Crans Montana’da Türkiye’nin garantörlüğünün kabul edilmediğini ve bunun Rumların kırmızı çizgisi olduğunu söyleyen Hasipoğlu, “Türkiye de bizim kırmızıçizgimizdir. Erhürman nereden devam edecek?” diye sordu.
Hasipoğlu, “Biz iki devletli çözüm diyoruz. Sayın Erhürman ister barış dili ister savaş dili kullansın, halihazırda çöken bir müzakere masası var” diye konuştu.
Cumhurbaşkanı’na şans verilmesi gerektiğini de ifade eden Hasipoğlu, Erhürman’ın “görüşme masasındaki” performansının takipçisi olacağını ve Kıbrıs Türk halkına katkısı olacak projelere katkı vereceklerini belirtti.
Hasipoğlu, Taşınmaz Mal Komisyonu konusuna da değinerek, Ünal Üstel hükümeti döneminde fon yaratılarak 6 milyon sterlin ödeme yapıldığını belirtti.
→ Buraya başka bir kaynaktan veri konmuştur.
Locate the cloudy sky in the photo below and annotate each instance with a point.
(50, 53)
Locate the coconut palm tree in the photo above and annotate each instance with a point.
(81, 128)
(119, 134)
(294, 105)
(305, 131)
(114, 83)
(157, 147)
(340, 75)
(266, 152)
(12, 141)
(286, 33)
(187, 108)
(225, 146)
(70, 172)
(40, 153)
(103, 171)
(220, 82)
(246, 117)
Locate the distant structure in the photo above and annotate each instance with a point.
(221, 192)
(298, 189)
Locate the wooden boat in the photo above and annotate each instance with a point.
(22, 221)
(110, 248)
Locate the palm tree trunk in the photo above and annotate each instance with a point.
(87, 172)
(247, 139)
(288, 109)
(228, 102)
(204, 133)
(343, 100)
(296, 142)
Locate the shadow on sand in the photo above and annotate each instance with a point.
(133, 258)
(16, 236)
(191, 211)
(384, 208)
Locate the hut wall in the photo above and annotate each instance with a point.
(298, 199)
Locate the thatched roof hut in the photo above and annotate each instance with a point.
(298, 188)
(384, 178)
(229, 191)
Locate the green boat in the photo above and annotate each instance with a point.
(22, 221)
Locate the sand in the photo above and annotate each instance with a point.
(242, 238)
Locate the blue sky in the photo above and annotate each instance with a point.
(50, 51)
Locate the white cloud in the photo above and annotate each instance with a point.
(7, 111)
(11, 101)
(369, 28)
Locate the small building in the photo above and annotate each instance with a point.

Yerinden söz alan CTP Milletvekilleri Devrim Barçın böyle bir fon olmadığını söyledi.
-Taçoy
UBP Milletvekili Hasan Taçoy, bugün geçmişten gelen çözüm önerilerinin hepsinin konuşulduğunu fakat unutulmaması gerekenin ise Kıbrıs Türk halkının çıkarları olduğunu kaydetti.
2004 yılında meclisin referandum kararı aldığını anımsatan Taçoy, referandumda evet diyen Kıbrıs Türk halkının haklarının yendiğini ve esas bunun konuşulması gerektiğini söyledi.
GKRY’nin elinde bulunduğu gücü sadece kendi çıkarları için kullandığını dile getiren Taçoy, bu bilinçle hareket edilerek, burada saatlerce didişmeye devam edilmemesi gerektiğini belirtti.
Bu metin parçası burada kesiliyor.